Mr. Wolfe might have teamed up with other iconoclastic writers, but there was never any doubt about who was the general manager, shining star and resident scholar of the show. And what a show it was, whether he was collaborating with Hunter S. Thompson in another display of gonzo journalism or going it alone. The reader of small quality magazines, of which there used to be a plethora, soon came to rely on his byline the way shoppers out to buy silver soon came to look for the small indentation on each piece that read Sterling. For there's no arguing with quality or its insignia, which in this case was the byline Tom Wolfe.

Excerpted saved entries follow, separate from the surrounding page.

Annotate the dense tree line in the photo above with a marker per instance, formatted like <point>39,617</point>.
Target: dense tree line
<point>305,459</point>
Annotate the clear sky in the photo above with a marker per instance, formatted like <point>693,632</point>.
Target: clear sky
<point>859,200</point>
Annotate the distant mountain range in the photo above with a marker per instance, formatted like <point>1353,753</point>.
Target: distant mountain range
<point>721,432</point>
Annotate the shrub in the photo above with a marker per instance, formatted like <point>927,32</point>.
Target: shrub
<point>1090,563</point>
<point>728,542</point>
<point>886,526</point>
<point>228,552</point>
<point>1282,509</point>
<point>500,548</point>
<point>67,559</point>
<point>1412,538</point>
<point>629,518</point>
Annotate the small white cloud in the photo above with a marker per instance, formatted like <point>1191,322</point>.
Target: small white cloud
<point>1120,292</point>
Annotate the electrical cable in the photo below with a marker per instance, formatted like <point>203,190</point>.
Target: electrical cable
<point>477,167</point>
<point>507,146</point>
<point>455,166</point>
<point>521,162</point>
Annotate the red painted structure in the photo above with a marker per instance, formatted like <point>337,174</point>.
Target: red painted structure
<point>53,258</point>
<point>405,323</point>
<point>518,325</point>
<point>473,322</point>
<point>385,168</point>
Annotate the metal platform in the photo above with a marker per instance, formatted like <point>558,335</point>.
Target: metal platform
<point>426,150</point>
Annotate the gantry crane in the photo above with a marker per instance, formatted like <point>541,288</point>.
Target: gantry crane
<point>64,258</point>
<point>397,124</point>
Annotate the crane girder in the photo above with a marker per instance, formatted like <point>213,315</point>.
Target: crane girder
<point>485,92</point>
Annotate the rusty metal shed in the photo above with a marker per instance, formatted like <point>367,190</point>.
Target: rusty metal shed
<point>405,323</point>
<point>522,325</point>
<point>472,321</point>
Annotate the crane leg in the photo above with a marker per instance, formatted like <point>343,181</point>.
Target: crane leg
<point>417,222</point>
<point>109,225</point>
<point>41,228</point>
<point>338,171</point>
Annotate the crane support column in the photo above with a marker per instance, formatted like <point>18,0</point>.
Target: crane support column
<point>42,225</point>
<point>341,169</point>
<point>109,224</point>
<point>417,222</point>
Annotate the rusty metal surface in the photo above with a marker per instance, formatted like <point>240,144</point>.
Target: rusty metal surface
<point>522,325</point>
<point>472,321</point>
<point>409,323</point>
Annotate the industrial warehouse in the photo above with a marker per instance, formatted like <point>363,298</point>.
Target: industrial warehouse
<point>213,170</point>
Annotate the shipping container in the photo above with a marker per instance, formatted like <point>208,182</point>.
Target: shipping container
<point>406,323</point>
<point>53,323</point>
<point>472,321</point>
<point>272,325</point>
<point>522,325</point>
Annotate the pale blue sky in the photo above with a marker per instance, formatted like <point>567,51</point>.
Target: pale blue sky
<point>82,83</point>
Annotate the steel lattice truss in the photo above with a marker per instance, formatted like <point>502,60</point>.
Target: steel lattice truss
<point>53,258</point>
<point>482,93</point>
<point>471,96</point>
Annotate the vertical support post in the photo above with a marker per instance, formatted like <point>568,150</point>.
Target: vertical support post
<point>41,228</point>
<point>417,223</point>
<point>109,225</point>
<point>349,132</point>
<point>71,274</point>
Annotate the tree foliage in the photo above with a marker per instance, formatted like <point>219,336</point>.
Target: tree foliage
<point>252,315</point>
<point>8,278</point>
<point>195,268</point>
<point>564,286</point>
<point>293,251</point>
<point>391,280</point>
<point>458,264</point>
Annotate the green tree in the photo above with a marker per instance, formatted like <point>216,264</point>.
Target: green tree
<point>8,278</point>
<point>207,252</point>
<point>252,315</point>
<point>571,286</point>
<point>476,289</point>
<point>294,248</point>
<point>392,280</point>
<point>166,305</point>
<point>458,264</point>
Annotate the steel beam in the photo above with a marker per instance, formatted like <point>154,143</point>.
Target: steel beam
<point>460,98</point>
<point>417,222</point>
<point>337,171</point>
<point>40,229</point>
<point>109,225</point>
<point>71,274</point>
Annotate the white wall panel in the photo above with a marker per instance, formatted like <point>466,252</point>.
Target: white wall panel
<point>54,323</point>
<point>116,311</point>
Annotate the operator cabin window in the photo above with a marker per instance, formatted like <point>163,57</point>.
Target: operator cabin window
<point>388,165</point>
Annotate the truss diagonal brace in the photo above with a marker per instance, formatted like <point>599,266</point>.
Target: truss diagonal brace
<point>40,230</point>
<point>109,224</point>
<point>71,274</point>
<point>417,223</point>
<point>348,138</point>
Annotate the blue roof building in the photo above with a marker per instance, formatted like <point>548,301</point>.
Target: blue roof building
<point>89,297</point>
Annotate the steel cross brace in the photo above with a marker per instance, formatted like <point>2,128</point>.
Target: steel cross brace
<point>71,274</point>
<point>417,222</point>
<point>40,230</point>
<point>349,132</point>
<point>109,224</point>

Typical of the author's regular way of breaking the mold, even if nothing about him could be called typical, was his depiction of America's storied astronauts not as unblemished heroes of the space age but ordinary men wrestling with their own shortcomings and ambitions. To quote his book "The Right Stuff" about what it took to be an astronaut among other astronauts:
"The idea here (in the all-enclosing fraternity) seemed to be that a man should have the ability to go up in a hurtling piece of machinery and put his hide on the line and then have the moxie, the reflexes, the experience, the coolness, to put it back in the last yawning moment -- and then to go up again the next day ... and ultimately, in its best expression, do so in a cause that means something to thousands, to a people, a nation, to humanity, to God."
How much better than unstinting praise of heroes is the measured kind that moves in concentric circles on these voyagers who go where no man has gone before. Maybe that's close to what it means to be an astronaut. And even closer to what it means to be a writer per excellence -- like Tom Wolfe. For in the new journalism, he set his compass and took off ad astra -- to the stars.